Bells Pinched by Pensions?
In an effort to work out whether the three leading regional Bell operating companies (RBOCs) -- BellSouth Corp. (NYSE: BLS), SBC Communications Inc. (NYSE: SBC), and Verizon Communications Inc. (NYSE: VZ) -- are growing less profitable, UBS Warburg tapped into recent data from the Federal Communications Commission (FCC)'s Automated Reporting Management Information System (ARMIS), a model the Commission uses to gather annual financial data from the RBOCs.
“It’s another means of tracking the Bells' cost of operations beyond the one line in their quarterly results,” says John Hodulik, wireline analyst at Warburg and author of the report.
Having studied the data, Hodulik believes the RBOCs will “grow less profitably” going forward for a couple of reasons: First, increased pension expenses are hurting the bottom line; and second, a shift from the high-margin revenues of monopoly-like services to lower-margin revenues, such as data and long-distance services won in competitive markets, are increasing pressure on margins.
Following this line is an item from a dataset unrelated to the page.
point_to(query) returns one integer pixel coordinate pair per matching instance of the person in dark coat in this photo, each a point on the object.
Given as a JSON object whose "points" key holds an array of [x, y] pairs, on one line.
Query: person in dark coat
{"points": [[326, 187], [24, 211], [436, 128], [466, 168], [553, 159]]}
Easily the biggest problem -- and it’s going to get worse through 2005, according to Warburg -- is the margin drag from pension expenses. The firm estimates as much as 84 percent of the decline in margins in 2003 will come from pension-related costs.
“They all have large retiree bases, and these people were at the companies for a long time, which is costing them... Plus the returns on pension funds have been lousy,” says Hodulik. He adds that reducing staffing to cut costs will be a messy business. “Many of the recent job cuts have been voluntary departures, but as much as 60 percent of the headcount at the RBOCs is unionized.” Hodulik is expecting plenty of strike action this summer to renegotiate contracts and avert layoffs.
Interestingly, based on ARMIS data, the Bells have nearly doubled their productivity levels over the last ten years. Verizon has the lowest number of employees per 10,000 access lines, at 20.4. This compares with 23.1 for BellSouth and 24.0 for SBC. As a point of reference, the European telcos run at roughly 32.7 employees per 10,000 access lines.
However, to stay in business, Hodulik notes they cannot continue to cut jobs as aggressively as they have heretofore. Verizon cut 38,500 jobs, or 25 percent of its workforce, in the last two years. SBC and BellSouth reduced their workforces by 13 percent over the same period, cutting more than 18,000 and 8,100 jobs, respectively (see Telecom Layoffs Tapering Off? ).
Aside from the pension-related costs, the Bells must also face up to new competitive services that have emerged that are eating into their local voice revenues.
Historically the Bells have enjoyed 45 to 50 percent EBITDA (Earnings Before Interest, Taxes, Depreciation, and Amortization) margins from traditional voice and data services. Warburg believes these high-margin services are a thing of the past as pressure to offer new services will shift the revenue mix. “The new services are cannibalizing the old,” Hodulik says, citing DSL as an example of customers no longer needing to get a second line.
Upon completing the ARMIS data analysis, Warburg has lowered its outlook for Bell profitability for 2004 and beyond.